Traceability that works for smallholders
For commodities like coffee and cocoa-major drivers of deforestation-traceability is becoming non-negotiable. Smallholders need simple workflows: geotag plots, verify boundaries, link to supply lots, and flag deforestation risk with clear remediation steps.
Practical stack: satellite-derived land-use layers, mobile data collection, a lightweight rules engine for risk flags, and an export that meets EUDR requirements. Keep the model explainable so farmers and buyers can act on it.

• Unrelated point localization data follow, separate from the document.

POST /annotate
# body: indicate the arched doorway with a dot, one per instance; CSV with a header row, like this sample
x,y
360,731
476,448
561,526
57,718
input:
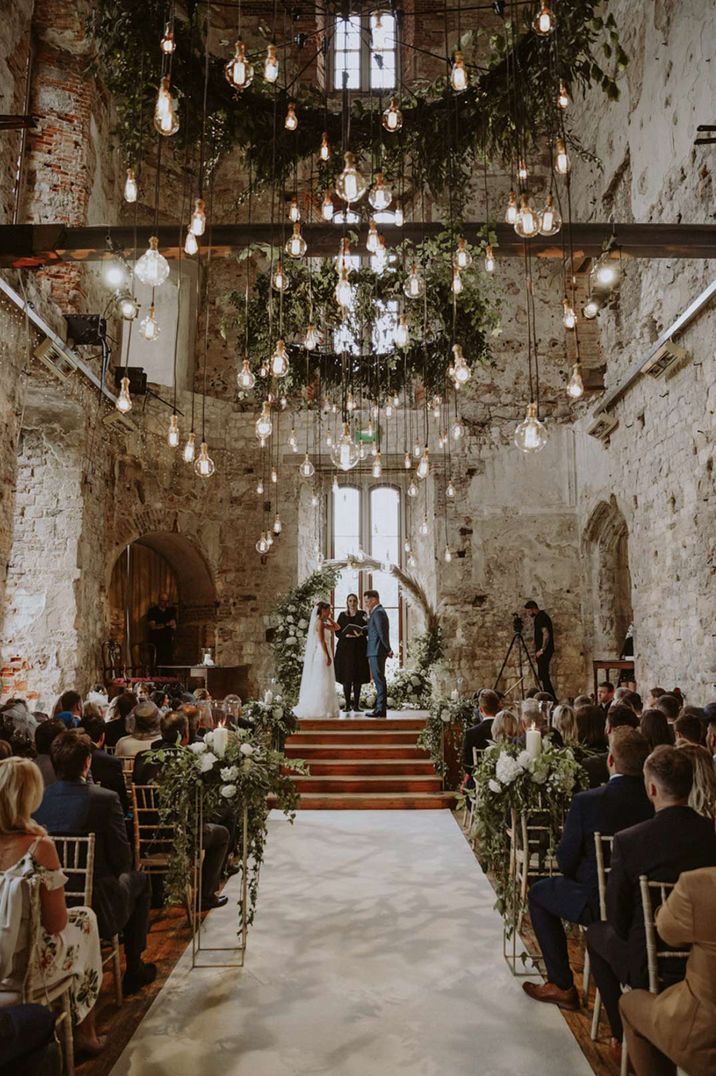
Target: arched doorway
x,y
158,562
608,611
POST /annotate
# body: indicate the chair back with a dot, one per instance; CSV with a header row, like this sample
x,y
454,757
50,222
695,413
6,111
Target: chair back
x,y
654,894
76,857
602,845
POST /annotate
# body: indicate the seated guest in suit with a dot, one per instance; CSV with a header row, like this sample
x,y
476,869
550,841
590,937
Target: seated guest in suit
x,y
121,896
675,839
620,803
118,726
678,1025
106,769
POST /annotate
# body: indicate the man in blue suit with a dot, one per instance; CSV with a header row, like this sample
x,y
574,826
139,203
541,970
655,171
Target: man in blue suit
x,y
378,650
619,804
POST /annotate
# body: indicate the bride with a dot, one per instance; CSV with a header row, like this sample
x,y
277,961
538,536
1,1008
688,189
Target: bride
x,y
318,697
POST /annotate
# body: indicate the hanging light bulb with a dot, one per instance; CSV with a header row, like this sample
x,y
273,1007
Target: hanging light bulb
x,y
296,244
575,387
551,222
563,99
130,186
152,268
569,316
345,452
124,399
528,221
380,196
239,72
531,435
415,285
190,449
280,281
172,433
350,184
392,117
264,424
149,326
166,121
270,65
459,76
244,377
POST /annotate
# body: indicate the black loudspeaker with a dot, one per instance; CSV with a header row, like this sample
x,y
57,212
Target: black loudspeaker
x,y
86,328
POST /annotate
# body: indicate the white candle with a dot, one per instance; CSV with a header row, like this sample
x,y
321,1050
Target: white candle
x,y
533,741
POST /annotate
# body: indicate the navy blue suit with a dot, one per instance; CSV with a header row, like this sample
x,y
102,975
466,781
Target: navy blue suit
x,y
377,651
614,806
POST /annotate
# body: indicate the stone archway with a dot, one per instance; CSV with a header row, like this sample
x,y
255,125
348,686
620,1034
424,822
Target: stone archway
x,y
608,608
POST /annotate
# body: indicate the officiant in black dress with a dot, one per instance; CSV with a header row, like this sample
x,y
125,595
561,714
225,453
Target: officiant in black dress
x,y
350,662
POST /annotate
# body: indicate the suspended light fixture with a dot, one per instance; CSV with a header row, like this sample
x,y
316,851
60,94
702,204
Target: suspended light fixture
x,y
152,269
351,184
166,119
130,186
392,117
239,72
531,435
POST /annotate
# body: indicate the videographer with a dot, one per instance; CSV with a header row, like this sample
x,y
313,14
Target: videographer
x,y
544,643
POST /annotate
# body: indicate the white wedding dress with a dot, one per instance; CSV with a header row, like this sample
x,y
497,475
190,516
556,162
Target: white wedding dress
x,y
318,696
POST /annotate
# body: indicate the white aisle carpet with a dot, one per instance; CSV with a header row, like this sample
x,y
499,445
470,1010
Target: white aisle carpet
x,y
376,952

AI for crisis and public services: patterns that scale
- Forecasting: combine earth observation, mobility signals, and administrative data for displacement and damage forecasts. Validate with ground truth early and often.
- Triage: use low-latency models for screening (e.g., TB X-rays) and route cases to human experts with clear thresholds.
- Policy analysis: use NLP to compare national strategies with global targets. Flag gaps; keep humans in charge of interpretation.
- Information integrity: monitor toxic narratives with transparent taxonomies. Share aggregate insights with civil society and platforms where appropriate.
From pilots to ecosystems
UNDP's AI Sprint supports countries with strategies, training, data infrastructure, and responsible AI advisory. The Hamburg Declaration on Responsible AI for the SDGs signals a shared direction: AI must serve people and the planet, and reduce inequality rather than amplify it.
If you're upskilling teams for delivery and oversight, explore curated learning paths by job role: AI courses by job.
Bottom line
AI can widen gaps or solve real problems. Multidisciplinary teams, public ownership, and serious governance decide which path we take. The time to build with care-and at scale-is now.